OmniSystems has an exciting opportunity for a Security Engineer in Frederick, MD. The Security Engineer acts as a lead consultant, interfacing between the customer and IT security team. The ideal candidate is detail oriented with strong written and oral communication skills as well as a strong technical background. He/she will be responsible for planning, developing, finalizing, and reviewing key deliverables for the customer and other stakeholders. As a result, a strong understanding of standards and requirements outlined by FISMA, NIST, OMB and other federal guidelines is required. The Security Engineer will be actively engaged in identifying unique system characteristics, interviewing key organizational personnel (technical, administrative, and executive), and working with the consulting team to develop and manage security documentation throughout the system lifecycle in support of FISMA requirements.
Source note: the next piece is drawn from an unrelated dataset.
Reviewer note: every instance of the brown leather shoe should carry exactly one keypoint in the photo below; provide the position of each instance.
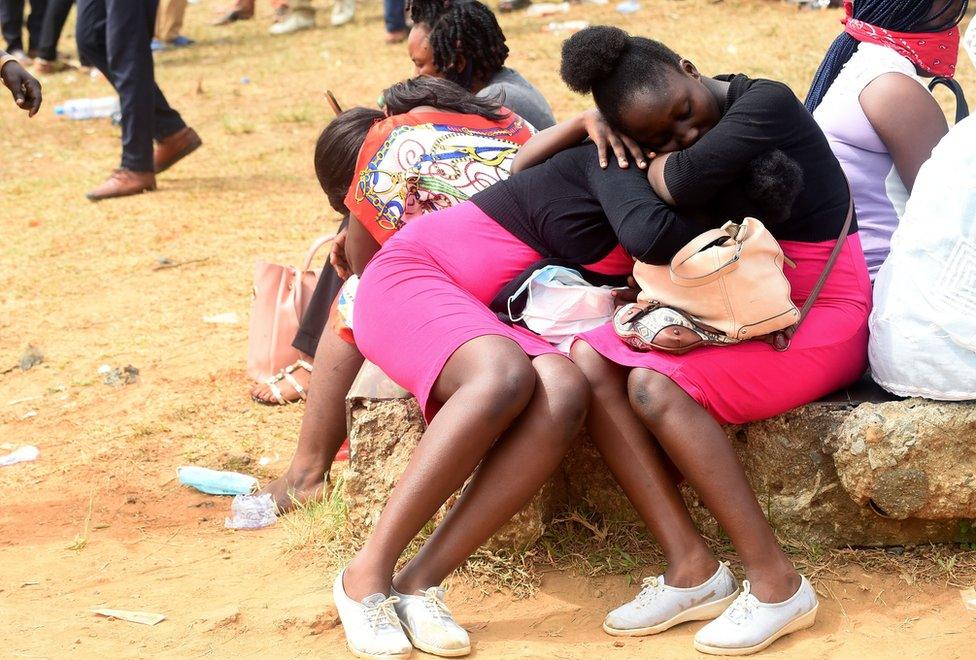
(175, 147)
(123, 183)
This includes, but is not limited to; system security plans, system boundary documents, contingency plans, disaster recovery plans, incident response plans, security impact analyses, POA&Ms, vulnerability assessment reports, and any other necessary documents to support a system’s authority to operate (ATO).

LOCATION: Frederick, MD

JOB STATUS: Full time

SECURITY CLEARANCE: The ability to obtain a Dept. of Education 6C Security Clearance

EDUCATION: BA/BS degree in information systems, computer science, or 6 years' experience

CERTIFICATIONS: The Ideal candidate will have one or more of the following certifications: CISSP, CISM, CEH, CISA, CompTIA Sec+, CAP

OTHER QUALIFICATIONS/SKILLS:

  • Working face-to-face with multiple stakeholders interviewing, planning, or participating in a team effort to bring multiple complex projects to fruition in a highly motivated, fast paced environment.
  • Understanding of Cloud platforms (PaaS, SaaS, IaaS) and protections as described in FedRAMP.
    • Familiarity with AWS and Azure platforms preferred
  • Assess/audit systems to analyze risk and report on identified weaknesses.
  • Conducting in-depth technical reviews of new and existing IT systems in order to identify the appropriate mitigation strategies required to bring these systems into compliance with established policy and industry guidelines.
  • Providing ongoing gap analysis of current policies, practices, and procedures as they relate to established guidelines outlined by NIST, OMB, FISMA, etc.
  • Knowledge of IT security architecture and design (firewalls, Intrusion Detection Systems, Virtual Private Networking, and virus/malware protection technologies -- behavioral based a plus).
  • Knowledge of LAN/WAN design and general networking technologies.
  • Knowledge of Windows operating systems.
  • Familiarity with security tool sets:
    • Host/ Network vulnerability scanners (Nessus, Qualys)
    • Web App scanning (Qualys WAS, Web Inspect)
    • Static Code Analysis (HP Fortify SCA)
  • Configuration standards (CIS Benchmarks, DISA STIGS)

RESPONSIBILITIES:

  • Responsible for the development of security artifacts and/or standards and policies across multiple IT platforms
  • Possesses an understanding of capabilities associated with security monitoring products across all IT platforms.
  • Ensures that all policies reflect current standards in place including FISMA and other industry standards.
  • Monitors compliance and conducts periodic reviews of policies.